The absence of a certified food protection manager compounds the risk. That certification exists specifically to ensure that at least one person on staff understands the science behind food safety, including temperature control, cross-contamination, and proper responses to exactly the kind of incident the missing cleanup plan was supposed to address. Without that person in place, the store is operating without a designated safety anchor.

The gap under the backroom receiving door is a structural entry point. Inspectors flag these openings because once rodents or insects are inside a food retail environment, they move freely through storage and sales areas. The soda crates used as shelving create irregular surfaces that are difficult to sanitize and can harbor food debris, which in turn attracts pests.

None of the four violations were corrected while the inspector was on site.

The Longer Record

The state's inspection data lists one prior inspection on record for this location. That limited history makes it difficult to identify a long-term pattern, but it also means the violations documented in April cannot be dismissed as isolated anomalies in an otherwise strong compliance record. The store has not accumulated a track record of passing inspections cleanly before this visit.

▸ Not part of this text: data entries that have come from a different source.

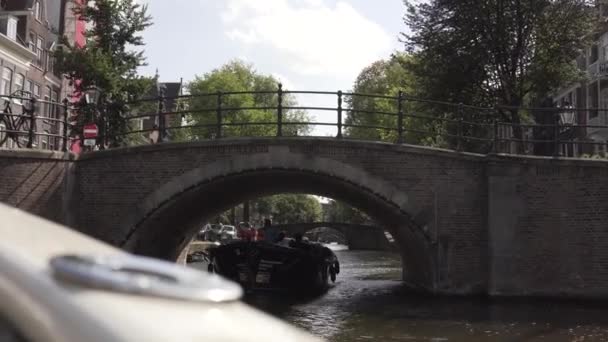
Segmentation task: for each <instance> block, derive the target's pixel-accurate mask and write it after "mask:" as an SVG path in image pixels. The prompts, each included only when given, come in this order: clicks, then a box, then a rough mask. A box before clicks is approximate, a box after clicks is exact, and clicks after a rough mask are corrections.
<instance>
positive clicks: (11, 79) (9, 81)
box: [0, 67, 14, 96]
mask: <svg viewBox="0 0 608 342" xmlns="http://www.w3.org/2000/svg"><path fill="white" fill-rule="evenodd" d="M7 74H8V79H7V78H5V76H6V75H7ZM13 77H14V72H13V69H11V68H9V67H3V68H2V75H0V96H10V95H11V89H12V86H13V85H12V83H13ZM7 85H8V92H7V93H6V94H5V93H4V92H5V91H6V87H7Z"/></svg>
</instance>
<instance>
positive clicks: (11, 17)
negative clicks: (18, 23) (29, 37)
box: [6, 17, 17, 40]
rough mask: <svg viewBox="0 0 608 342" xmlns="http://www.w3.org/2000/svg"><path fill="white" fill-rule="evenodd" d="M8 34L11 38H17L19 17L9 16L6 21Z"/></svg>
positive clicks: (7, 31)
mask: <svg viewBox="0 0 608 342" xmlns="http://www.w3.org/2000/svg"><path fill="white" fill-rule="evenodd" d="M6 36H7V37H9V38H10V39H11V40H17V18H15V17H9V18H8V20H7V23H6Z"/></svg>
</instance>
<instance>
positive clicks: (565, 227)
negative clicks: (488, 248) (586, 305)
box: [488, 157, 608, 297]
mask: <svg viewBox="0 0 608 342" xmlns="http://www.w3.org/2000/svg"><path fill="white" fill-rule="evenodd" d="M488 182H489V189H490V191H489V194H490V197H489V222H488V230H489V234H490V242H491V243H490V245H489V253H490V257H491V260H492V262H491V264H492V268H491V271H490V279H492V281H491V284H490V289H489V292H490V293H491V294H495V295H522V294H528V295H539V296H576V297H585V296H589V297H606V296H607V295H608V224H607V220H606V219H607V218H608V163H607V162H606V161H596V160H576V161H567V160H553V159H550V158H525V159H523V158H509V157H502V158H494V159H492V160H491V161H490V162H489V165H488Z"/></svg>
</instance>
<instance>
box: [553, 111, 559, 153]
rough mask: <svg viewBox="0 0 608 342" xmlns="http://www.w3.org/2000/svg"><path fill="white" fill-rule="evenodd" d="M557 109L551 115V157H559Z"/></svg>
mask: <svg viewBox="0 0 608 342" xmlns="http://www.w3.org/2000/svg"><path fill="white" fill-rule="evenodd" d="M559 114H560V113H559V109H558V110H557V111H555V112H554V113H553V156H554V157H559Z"/></svg>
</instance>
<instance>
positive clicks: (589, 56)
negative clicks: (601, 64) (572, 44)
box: [589, 44, 598, 64]
mask: <svg viewBox="0 0 608 342" xmlns="http://www.w3.org/2000/svg"><path fill="white" fill-rule="evenodd" d="M597 59H598V47H597V44H594V45H593V46H592V47H591V52H590V56H589V64H593V63H595V62H597Z"/></svg>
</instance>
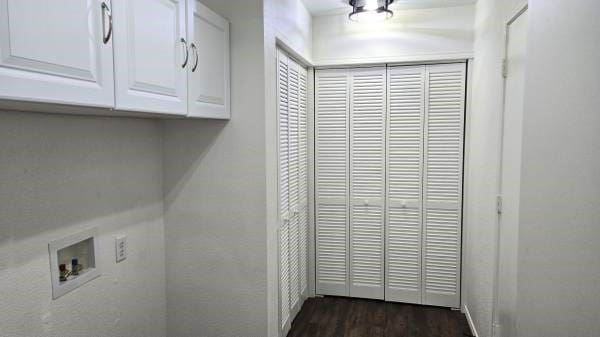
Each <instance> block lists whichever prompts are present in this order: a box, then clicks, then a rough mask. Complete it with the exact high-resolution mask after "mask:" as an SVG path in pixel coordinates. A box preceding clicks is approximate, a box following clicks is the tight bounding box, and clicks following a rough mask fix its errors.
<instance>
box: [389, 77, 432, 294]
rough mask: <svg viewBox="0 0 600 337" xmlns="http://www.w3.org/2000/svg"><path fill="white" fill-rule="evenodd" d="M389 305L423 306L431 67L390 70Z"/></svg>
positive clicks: (389, 176) (389, 106) (389, 124)
mask: <svg viewBox="0 0 600 337" xmlns="http://www.w3.org/2000/svg"><path fill="white" fill-rule="evenodd" d="M388 97H389V99H388V109H387V113H388V123H387V125H388V130H387V134H388V137H387V138H388V141H387V146H388V148H387V207H386V209H387V212H386V229H387V232H386V247H387V250H386V253H387V254H386V294H385V295H386V299H387V300H389V301H398V302H408V303H421V231H422V220H421V219H422V217H421V212H422V197H421V196H422V191H423V189H422V181H423V173H422V172H423V124H424V120H425V67H423V66H416V67H398V68H390V69H388Z"/></svg>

The inspection closed with a finding that the store met sanitation requirements overall, meaning it was not ordered closed and no stop sale orders were issued. That outcome reflects the absence of priority violations, the most serious category in the state's classification system.

What it does not reflect is that all four violations remained unresolved when the inspector left the building on April 3.

The gap under the receiving door was still open. The soda crates were still being used as shelves. No certified food protection manager had been identified. And the store still had no written plan for what to do if someone got sick on the floor near the food.